BELLINZONA – Al termine di un lungo lavoro, i filmati sulla Polizia cantonale realizzati da liberatv in collaborazione con la casa di produzione SaDeN sono stati ufficialmente presentati oggi pomeriggio in una conferenza stampa svoltasi al comando di Bellinzona.
Il lavoro, frutto di circa 50 ore di girati e di quasi 25 giornate di ripresa, si suddivide in 12 reportage sulle attività dei singoli reparti - di durata compresa tra gli 8 e i 12 minuti -, in un documentario di 42 minuti, e in una versione “short” di 17 minuti, senza testi, ma con soli momenti live, immagini e musica.
Quest’ultima produzione è stata pubblicata oggi in alta definizione sul sito della Polizia cantonale e può essere visionata al seguente link:
http://www4.ti.ch/index.php?id=73162
I reportage riguardano i seguenti servizi e reparti: Scuola di Polizia, Polizia del traffico, Gendarmeria, Mantenimento dell’ordine, Gruppi di intervento, Lacuale, Antidroga, Giudiziaria, Teseu, Scientifica e il Centro di cooperazione di Chiasso, che collabora con le forze dell’ordine italiane.
Peccato che alla conferenza stampa non ci fossero i media che per mesi hanno cavalcato il presunto scandalo del mandato attribuito alla nostra società dal Dipartimento Istituzioni, ipotizzando fantasiosi scambi di favori tra liberatv e il ministro Norman Gobbi.

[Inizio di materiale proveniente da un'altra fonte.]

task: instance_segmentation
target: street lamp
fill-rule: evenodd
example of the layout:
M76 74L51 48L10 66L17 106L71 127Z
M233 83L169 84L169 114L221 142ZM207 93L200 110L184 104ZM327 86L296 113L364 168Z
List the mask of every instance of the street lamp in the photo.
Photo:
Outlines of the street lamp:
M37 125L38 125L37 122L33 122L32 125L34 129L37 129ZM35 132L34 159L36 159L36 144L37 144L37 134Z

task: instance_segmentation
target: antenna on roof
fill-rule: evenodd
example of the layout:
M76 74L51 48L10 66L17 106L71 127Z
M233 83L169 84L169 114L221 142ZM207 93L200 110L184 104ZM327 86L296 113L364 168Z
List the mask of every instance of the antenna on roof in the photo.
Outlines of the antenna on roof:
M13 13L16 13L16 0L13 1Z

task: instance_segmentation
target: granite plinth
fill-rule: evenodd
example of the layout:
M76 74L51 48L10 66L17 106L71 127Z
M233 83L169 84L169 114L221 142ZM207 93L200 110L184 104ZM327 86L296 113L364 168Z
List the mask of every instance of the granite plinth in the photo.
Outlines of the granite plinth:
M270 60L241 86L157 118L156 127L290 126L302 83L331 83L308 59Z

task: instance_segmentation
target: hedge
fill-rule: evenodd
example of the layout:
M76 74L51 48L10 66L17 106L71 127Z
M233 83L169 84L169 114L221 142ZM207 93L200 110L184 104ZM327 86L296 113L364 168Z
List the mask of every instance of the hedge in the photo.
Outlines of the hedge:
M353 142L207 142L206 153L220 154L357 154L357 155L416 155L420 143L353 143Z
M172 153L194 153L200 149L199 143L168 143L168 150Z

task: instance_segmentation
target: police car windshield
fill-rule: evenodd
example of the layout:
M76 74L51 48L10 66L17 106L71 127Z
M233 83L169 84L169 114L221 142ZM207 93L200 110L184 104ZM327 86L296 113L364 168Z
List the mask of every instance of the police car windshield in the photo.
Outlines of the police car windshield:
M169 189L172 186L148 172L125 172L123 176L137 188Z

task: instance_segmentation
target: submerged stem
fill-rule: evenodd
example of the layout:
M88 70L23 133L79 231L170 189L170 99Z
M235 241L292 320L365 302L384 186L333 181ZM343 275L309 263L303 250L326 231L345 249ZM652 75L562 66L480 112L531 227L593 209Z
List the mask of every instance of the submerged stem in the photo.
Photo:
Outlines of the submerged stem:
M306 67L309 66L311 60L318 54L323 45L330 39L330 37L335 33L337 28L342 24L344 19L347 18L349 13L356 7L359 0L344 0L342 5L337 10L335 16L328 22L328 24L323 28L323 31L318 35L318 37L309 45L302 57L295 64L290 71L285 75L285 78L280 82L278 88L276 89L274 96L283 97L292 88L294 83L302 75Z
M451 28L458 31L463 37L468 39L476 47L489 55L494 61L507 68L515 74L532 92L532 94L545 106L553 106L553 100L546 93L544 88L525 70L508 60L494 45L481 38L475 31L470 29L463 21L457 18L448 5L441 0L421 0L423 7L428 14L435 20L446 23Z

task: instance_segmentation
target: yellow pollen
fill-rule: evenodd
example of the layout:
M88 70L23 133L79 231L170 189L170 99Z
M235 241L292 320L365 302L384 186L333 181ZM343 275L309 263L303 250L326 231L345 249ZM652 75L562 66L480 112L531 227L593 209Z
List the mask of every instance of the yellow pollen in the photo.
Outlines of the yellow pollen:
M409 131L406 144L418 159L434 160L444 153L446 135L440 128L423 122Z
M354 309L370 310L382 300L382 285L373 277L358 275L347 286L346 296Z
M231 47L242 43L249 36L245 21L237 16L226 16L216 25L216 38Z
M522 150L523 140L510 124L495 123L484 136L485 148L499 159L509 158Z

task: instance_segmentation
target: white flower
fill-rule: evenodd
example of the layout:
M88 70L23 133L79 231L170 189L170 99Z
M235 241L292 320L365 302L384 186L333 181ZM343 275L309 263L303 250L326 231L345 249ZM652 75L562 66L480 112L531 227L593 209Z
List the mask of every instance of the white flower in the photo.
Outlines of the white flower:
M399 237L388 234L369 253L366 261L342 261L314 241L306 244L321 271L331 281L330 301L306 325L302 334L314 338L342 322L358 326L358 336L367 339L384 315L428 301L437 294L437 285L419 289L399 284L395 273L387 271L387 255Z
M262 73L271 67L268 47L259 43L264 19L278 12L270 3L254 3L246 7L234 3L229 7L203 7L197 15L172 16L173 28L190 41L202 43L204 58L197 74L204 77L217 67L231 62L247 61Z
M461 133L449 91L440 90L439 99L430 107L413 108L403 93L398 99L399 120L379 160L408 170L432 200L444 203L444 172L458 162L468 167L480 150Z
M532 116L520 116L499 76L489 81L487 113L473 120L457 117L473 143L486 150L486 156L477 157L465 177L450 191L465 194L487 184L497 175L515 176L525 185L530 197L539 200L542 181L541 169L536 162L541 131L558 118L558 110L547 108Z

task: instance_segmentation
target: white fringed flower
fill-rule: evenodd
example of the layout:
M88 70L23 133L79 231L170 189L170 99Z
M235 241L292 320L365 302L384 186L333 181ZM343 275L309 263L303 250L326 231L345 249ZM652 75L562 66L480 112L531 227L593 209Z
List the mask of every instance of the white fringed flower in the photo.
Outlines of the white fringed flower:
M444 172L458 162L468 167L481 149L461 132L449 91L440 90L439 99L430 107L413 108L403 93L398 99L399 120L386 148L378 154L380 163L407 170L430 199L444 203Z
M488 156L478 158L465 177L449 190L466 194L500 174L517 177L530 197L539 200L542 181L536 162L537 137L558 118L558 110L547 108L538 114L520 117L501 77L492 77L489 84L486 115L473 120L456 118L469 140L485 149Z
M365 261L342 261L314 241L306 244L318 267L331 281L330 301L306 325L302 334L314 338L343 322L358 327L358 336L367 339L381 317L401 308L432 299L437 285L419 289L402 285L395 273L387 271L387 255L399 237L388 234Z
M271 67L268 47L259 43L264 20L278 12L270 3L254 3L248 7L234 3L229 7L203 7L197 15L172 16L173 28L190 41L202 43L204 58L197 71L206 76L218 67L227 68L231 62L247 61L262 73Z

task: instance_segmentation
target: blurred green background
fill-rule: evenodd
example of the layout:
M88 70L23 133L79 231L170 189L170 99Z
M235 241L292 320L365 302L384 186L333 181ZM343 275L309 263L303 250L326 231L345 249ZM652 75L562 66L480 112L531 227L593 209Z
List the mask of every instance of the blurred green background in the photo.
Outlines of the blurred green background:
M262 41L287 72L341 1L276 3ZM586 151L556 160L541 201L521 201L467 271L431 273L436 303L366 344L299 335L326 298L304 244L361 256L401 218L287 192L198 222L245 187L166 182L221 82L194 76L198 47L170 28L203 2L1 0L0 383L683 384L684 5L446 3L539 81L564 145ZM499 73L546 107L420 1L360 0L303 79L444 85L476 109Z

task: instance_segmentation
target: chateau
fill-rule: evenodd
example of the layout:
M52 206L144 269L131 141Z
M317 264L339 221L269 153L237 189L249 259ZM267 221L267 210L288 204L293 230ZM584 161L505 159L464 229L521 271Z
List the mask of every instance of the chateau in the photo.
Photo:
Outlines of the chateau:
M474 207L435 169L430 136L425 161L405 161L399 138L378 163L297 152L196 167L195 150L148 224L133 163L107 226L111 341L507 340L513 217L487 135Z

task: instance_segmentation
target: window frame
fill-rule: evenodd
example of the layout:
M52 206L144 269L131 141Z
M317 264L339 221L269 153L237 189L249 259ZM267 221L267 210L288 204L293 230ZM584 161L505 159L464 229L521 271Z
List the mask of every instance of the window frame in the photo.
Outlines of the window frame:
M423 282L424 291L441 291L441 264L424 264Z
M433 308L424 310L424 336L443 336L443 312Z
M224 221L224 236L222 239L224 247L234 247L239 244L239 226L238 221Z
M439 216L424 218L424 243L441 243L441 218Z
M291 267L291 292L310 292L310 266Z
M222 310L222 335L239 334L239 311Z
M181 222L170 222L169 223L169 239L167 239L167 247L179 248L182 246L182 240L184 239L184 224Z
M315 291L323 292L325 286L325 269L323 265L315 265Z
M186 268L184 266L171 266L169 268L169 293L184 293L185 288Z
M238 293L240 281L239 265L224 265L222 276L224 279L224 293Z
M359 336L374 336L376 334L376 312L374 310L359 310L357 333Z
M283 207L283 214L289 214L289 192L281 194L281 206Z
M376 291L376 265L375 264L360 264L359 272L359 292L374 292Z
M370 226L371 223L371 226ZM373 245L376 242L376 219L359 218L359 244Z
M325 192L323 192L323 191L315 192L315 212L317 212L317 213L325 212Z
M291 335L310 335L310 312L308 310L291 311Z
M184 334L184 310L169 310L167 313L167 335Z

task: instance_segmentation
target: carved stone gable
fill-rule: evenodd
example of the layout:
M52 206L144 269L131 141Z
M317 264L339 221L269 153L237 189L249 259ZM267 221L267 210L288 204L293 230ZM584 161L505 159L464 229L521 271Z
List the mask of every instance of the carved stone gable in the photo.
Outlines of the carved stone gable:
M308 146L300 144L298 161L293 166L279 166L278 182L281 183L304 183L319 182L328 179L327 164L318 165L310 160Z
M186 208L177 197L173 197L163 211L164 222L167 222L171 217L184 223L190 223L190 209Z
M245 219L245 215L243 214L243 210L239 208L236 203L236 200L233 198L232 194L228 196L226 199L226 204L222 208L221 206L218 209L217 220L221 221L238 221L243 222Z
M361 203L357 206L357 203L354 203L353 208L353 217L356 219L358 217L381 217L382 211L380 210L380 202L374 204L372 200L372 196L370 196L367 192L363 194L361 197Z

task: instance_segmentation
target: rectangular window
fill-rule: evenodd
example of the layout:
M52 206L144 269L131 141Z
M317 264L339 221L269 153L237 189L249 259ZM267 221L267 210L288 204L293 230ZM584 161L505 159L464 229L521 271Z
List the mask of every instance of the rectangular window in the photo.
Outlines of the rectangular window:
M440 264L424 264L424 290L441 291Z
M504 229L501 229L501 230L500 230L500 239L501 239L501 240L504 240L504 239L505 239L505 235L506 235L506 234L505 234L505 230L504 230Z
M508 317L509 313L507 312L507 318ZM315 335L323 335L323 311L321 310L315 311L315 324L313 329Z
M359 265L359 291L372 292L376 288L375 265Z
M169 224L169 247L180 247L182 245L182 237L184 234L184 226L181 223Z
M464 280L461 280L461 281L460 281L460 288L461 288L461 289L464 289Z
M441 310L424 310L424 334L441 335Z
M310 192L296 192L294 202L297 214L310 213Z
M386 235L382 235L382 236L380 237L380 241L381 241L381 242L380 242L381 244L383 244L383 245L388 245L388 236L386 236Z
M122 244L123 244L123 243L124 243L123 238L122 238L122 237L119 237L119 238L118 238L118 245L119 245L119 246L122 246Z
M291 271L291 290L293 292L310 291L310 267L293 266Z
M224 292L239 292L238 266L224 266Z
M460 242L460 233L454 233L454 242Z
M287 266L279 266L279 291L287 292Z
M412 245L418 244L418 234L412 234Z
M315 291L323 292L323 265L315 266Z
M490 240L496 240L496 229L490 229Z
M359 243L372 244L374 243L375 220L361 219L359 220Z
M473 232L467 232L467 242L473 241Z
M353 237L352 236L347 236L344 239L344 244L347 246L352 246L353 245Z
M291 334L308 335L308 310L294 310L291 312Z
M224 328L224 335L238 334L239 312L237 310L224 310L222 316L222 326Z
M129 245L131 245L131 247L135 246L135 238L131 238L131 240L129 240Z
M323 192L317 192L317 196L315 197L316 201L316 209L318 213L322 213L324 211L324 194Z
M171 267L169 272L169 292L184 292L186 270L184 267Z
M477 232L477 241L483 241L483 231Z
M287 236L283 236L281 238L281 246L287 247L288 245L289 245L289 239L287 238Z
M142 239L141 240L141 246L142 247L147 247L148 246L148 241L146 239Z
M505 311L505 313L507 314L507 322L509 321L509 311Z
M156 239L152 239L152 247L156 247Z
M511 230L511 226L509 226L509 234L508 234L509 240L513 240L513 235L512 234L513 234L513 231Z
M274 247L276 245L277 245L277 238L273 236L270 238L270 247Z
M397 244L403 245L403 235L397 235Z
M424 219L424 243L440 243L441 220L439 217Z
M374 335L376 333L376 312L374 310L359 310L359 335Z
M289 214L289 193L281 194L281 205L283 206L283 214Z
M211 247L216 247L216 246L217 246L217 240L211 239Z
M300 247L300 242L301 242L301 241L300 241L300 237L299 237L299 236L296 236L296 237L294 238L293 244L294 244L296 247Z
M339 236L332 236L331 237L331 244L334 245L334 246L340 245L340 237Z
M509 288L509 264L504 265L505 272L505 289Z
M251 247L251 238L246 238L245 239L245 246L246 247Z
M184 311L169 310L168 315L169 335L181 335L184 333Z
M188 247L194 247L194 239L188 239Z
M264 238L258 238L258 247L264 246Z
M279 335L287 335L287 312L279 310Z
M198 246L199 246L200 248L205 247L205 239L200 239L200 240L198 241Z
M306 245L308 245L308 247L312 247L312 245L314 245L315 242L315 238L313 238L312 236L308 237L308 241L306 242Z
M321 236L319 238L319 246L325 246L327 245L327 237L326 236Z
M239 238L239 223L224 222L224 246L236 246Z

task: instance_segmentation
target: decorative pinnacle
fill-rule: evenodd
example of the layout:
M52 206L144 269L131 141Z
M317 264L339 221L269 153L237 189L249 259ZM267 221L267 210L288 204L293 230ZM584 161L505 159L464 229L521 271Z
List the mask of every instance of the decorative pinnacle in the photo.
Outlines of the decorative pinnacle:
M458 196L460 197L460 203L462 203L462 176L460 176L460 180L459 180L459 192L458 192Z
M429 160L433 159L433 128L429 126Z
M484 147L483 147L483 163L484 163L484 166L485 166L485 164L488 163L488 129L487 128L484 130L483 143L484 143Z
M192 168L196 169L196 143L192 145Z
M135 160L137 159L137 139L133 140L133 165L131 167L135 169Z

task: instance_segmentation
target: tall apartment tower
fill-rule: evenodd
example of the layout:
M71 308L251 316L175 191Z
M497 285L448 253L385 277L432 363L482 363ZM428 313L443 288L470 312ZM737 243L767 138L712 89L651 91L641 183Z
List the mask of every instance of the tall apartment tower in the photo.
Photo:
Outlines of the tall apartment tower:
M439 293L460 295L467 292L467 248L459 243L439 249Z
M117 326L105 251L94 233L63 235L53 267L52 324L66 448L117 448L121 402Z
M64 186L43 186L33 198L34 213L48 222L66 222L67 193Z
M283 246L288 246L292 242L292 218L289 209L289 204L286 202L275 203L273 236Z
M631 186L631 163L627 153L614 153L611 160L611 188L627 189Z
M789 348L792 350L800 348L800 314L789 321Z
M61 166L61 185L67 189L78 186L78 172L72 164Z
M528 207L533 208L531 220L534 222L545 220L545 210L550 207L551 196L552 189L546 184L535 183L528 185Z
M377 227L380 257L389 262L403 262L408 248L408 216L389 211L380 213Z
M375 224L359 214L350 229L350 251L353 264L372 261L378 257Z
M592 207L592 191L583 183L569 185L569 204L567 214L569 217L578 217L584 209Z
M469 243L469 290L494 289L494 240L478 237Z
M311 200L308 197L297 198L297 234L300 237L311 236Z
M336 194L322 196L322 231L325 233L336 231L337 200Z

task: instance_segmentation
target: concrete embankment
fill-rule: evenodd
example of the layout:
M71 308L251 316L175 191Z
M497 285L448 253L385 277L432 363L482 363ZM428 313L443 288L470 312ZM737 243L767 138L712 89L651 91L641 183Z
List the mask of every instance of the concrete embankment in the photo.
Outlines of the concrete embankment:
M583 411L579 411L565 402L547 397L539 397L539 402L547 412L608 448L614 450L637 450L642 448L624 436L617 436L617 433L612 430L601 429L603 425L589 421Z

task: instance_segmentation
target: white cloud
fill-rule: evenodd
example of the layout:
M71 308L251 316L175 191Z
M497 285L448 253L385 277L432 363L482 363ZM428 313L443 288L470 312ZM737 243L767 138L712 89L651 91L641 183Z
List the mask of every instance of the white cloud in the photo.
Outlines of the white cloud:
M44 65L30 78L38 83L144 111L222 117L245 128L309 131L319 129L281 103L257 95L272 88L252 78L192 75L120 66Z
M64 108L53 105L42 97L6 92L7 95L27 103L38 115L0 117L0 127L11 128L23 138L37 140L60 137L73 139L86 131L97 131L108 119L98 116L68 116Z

Il comandante della Cantonale, Matteo Cocchi (guarda la video intervista, con le domande poste dalla collega della RSI), ha chiarito oggi che il desiderio di poter disporre di immagini attuali, curate e strutturate sull’attività della Polizia è stato espresso da lui stesso all’indirizzo del Dipartimento dopo la sua entrata in carica. Ma non ha fatto alcun accenno alle polemiche, che non hanno mai toccato la Polizia.
“Il nostro obiettivo – ha spiegato Cocchi - è veicolare un’immagine realistica delle diverse attività del Corpo, superando il cliché del poliziotto che appioppa multe. Siamo soddisfatti del lavoro che ci è stato consegnato, perché mostra quella che è la nostra realtà”.
Oggi, ha aggiunto, la polizia ha finalmente uno strumento utile per illustrare la propria attività e mostrarla all’esterno.
I filmati verranno man mano caricati sul sito della Polizia, e i reportage saranno accompagnati da una breve spiegazione, ha aggiunto il commissario Renato Pizolli, responsabile della comunicazione. Verranno utilizzati a scopo didattico verso l’interno e promozionale verso l’esterno.